Dosing Begins in Phase 2 Trial of 3K3A-APC to Protect Patients’ Neurons
A Phase 2 trial of ZZ Biotech’s investigational therapy 3K3A-APC in people with amyotrophic lateral sclerosis (ALS) has started dosing patients at its single site in Australia, the company announced in a press release.
The open-label trial (NCT05039268), underway at the Macquarie University in Sydney, aims to evaluate the safety and tolerability as well as the potential effectiveness of 3K3A-APC in 16 adults diagnosed in the last two years. It is currently enrolling eligible patients; contact information is available here.
Participants will received five doses of 3K3A-APC at either 15 or 30 mg, administered intravenously (into-the-vein) every 12 hours, and then will be followed for up to 45 days.
Its primary measure of efficacy is the change in microglial (immune cells in the brain and spinal cord) activation in the motor cortex — the brain region that is mostly affected in ALS patients. Secondary measures include changes in brain-blood barrier integrity, the activation of other immune cells in circulation, levels of inflammatory molecules, and changes in neurofilament levels.
Of note, the blood-brain barrier is a semipermeable membrane that protects the brain from the external environment, and neurofilaments are proteins found in neurons that are released into the bloodstream and other body fluids when nerve cells become damaged.

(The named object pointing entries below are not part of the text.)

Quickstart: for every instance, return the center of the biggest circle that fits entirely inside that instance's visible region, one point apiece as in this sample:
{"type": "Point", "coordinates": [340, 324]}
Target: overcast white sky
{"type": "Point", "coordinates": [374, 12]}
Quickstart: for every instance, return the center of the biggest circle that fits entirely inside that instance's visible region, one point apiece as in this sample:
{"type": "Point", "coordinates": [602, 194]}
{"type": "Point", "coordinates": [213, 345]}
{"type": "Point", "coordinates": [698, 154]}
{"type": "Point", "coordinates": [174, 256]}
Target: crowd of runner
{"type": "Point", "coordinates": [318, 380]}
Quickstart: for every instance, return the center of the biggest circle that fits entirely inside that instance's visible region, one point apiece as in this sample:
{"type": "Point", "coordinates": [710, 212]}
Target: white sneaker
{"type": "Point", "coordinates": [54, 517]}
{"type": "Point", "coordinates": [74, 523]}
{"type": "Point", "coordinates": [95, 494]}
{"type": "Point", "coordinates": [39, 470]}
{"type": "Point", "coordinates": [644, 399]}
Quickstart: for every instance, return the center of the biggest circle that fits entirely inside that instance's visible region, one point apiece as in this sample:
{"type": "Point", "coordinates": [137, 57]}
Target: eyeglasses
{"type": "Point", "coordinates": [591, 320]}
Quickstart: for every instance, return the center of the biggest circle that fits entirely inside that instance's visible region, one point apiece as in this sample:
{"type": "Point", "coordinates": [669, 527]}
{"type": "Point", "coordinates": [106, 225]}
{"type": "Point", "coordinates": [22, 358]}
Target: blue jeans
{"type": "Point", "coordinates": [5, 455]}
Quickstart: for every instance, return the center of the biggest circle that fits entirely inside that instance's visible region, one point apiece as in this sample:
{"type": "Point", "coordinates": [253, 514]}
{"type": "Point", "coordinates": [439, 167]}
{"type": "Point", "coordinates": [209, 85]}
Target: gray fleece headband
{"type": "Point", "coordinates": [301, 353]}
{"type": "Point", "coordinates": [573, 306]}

The human activated protein C (APC) is regarded as a promising therapeutic approach for neurological diseases due to its anti-inflammatory and neuroprotective activities. Because it also has anti-coagulant properties, however, the use of APC often results in bleeding, a major unwanted side effect that has hampered its development as a therapy.
3K3A-APC is a lab-made version of APC that retains the original protein’s neuroprotective functions, while lacking its anti-coagulant properties.
Originally developed as a treatment for stroke, results of a Phase 2 trial (NCT02222714) showed that 3K3A-APC protects multiple cell types in the brain and could have a therapeutic effect in ALS.
“3K3A-APC has shown potent anti-inflammatory effects, along with repairing the blood-brain barrier, both of which are challenges in ALS,” said Dominic Rowe, MD, PhD, who is leading the trial at the Macquarie University Centre for Motor Neuron Disease Research.
“I am extremely excited to test this interesting experimental drug for the first time in ALS patients,” Rowe, a neurologist, added. “Currently, we can’t cure ALS, and we can’t reverse it. But with early diagnosis, and if we can dramatically slow the progression of disease, I firmly believe we can turn this disease around.”
The trial is being supported by an AU$1 million (around $700,000) donation from the Firies Climb for Motor Neurone Disease, an organization created by firefighter Matt Pridham after his best friend was diagnosed with the condition.
“We have been developing 3K3A-APC for some time now, and we are making great strides in studying it for stroke,” said Kent Pryor, ZZ Biotech’s CEO. “The extraordinary generosity of the Firies Climb for Motor Neurone Disease and their donors has allowed us to initiate a clinical program in ALS with 3K3A-APC, another area of great unmet medical need.”